I just got to read
Duke's and
Vector's soliloquies about the daily journey of misery that is being ahead of the course in college. The tragic irony of having the ability to give a damn and pay attention to the material, apparently far in advance of your contemporaries, without having the valedictorian's drive to test out of everything and rocket straight into the super-duper-honors program and never see those rubes again. I am not happy that you too are having the anger and apprehension that you are. I'm just happy to have some company, I guess.
"Positive-Feedback Loop" is definitely the way to describe my experience. I'm sitting in the back of the room, or the front in those classes where I can get away with asking questions every day, genuinely astounded that there's people not getting this shit. And somehow, I'm toward the bottom of grades, of those people who actually show up, because the anxiety over getting good grades and proving that I'm actually as intelligent as I believe I am overcomes my own last reserves of willpower, fretting to the last minute before blowing the whole thing off for the certainty of a solid C average, just by showing up. I don't know if I ever actually cured it. Maybe I just stopped giving a fuck, and realized I'd have to pull my shit together if I was going to graduate within the decade without bleeding myself dry.
If all the whinging I've done over the past couple years makes any more sense now, I welcome to my world and pity you for it. I hope my example can serve as a guide of what to overcome and why you should, because the only ways out are up and over, or crashing through the floor. I guess I accomplished something by graduating at all, and if I do have something to be happy for, it's that once you can hold that sheepskin in your hand, all the anxiety and pressures of the process vanish in a puff of smoke. Once you've got it, no one can take it away, and everything that you did or didn't do to deserve it doesn't matter anymore. Maybe that's something to look forward to, but I know it didn't mean much to me at the time, because it's a long road ahead.

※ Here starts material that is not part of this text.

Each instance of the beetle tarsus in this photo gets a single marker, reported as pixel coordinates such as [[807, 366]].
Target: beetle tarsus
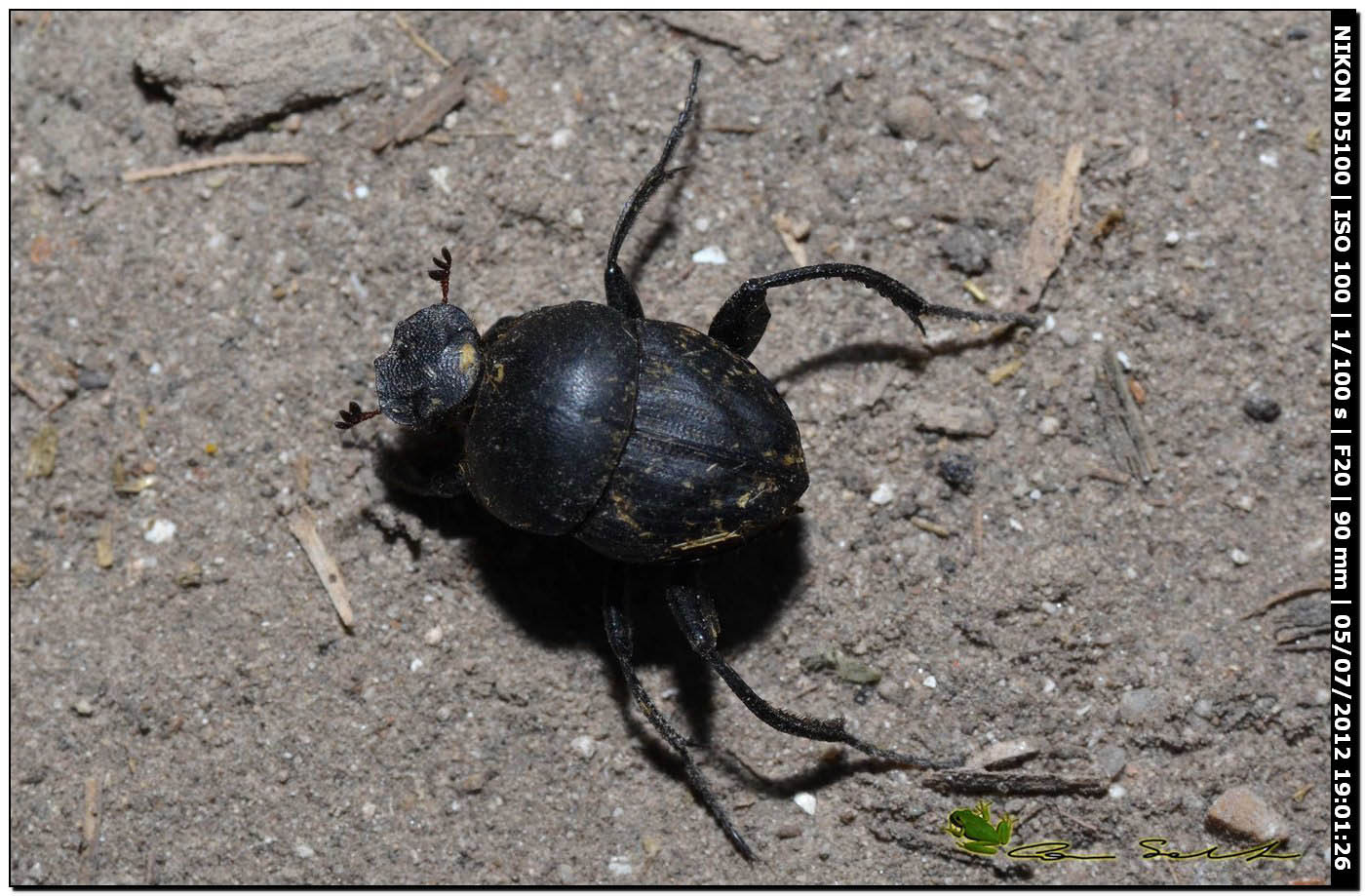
[[354, 416], [618, 636], [695, 613]]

And for anyone who thinks my ranting about being smarter than the rest of the class without the accomplishments to prove it sounds
elitist, well, you're God damned right it is. That cold vindication and increasingly bitter sense of superiority is all we have to hold on to.
In totally unrelated events, I went out and bought a $100 pair of boots today, before donating $30 to some kid's school charity. I like being able to do that with no more than an eye-flare.